Rick, C. M.
After a number of years of fruitless correspondence with residents and explorers of the Galapagos, we have succeeded in securing viable seeds of L. Cheesmanii. They were very kindly transmitted by Alf Kastdalen a Norwegian settler on Santa Cruz. The seeds had been collected by a fisherman on Isla S. Bartolome, a small islet close to the east coast of James Id.
The seeds show a dormancy similar to but not quite so extreme as that of the previously described L. pimpinellifolium from the Galapagos (TGC 4:16). Numerous plants have been grown at Davis both in the field and greenhouse, and, in all respects they conform closely to the written descriptions and herbarium specimens of L. Cheesmanii f. minor. All parts are diminutive, internodes remain short (1-2 cm under all tested conditions: leaves are highly dissected; herbage is densely covered with long hairs; calyx segments become large and completely envelope the enlarging fruit.
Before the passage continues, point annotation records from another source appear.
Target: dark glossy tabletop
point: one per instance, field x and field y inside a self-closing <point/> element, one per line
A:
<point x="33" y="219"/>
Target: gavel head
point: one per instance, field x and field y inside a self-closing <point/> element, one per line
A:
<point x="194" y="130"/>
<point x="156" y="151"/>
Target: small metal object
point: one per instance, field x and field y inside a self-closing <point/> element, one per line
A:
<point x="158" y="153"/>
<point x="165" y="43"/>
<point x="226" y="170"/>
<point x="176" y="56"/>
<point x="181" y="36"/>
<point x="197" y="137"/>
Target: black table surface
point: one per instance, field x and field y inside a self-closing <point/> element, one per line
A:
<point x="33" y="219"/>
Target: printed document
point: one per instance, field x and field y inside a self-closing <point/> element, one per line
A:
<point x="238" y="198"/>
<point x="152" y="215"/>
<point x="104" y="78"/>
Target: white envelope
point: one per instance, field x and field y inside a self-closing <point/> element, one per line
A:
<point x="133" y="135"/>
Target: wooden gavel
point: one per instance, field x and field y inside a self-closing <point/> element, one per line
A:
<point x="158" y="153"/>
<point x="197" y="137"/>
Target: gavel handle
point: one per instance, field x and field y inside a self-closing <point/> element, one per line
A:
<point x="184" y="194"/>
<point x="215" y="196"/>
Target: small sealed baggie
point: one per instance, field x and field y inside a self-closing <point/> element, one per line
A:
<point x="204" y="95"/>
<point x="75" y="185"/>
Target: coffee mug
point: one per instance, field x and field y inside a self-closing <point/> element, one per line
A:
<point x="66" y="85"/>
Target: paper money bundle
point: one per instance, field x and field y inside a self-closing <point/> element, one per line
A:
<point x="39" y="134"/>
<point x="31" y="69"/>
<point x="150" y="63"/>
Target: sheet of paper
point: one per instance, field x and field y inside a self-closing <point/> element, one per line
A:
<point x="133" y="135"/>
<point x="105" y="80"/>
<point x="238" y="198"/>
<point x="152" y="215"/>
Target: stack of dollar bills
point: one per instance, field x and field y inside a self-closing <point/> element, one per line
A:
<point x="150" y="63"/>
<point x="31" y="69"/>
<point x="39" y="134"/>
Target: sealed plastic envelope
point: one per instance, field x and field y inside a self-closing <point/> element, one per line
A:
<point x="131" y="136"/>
Of particular interest is the orange color of the mature fruits -- a condition not previously indicated in either collectors' notes or taxonomic descriptions. Chromatographic analyses made by Dr. G. Mackinney reveal that Beta-carotene comprises practically all of the carotenoids of the ripe fruits.
Compatibility tests have been completed between this accession and critical tester lines of other species. As with the pimpinellifolium accession, it shows complete compatibility with L. esculentum and L. pimpinellifolium but does not hybridize with tested collections of any other species. The F1 with L. esculentum is fertile in all respects, shows normal chromosome pairing. No disruptions were observed in viability or fertility of relatively large F2 and B1 to L. esculentum. The genetic tests put this accession in the same situation as L. pimpinellifolium. It is especially significant to us that it vas first classified as L. esculentum var. minor by Hooker, and the present evidence strongly argues that it should be returned to that status.
The high Beta-carotene responsible for the orange fruit color is inherited in the B1 to L. esculentum in the fashion of a single dominant. It is very likely that the gene is B since both are very tightly linked with sp and show identical phenotypic effects.
Seed of this accession has been increased and is available for distribution.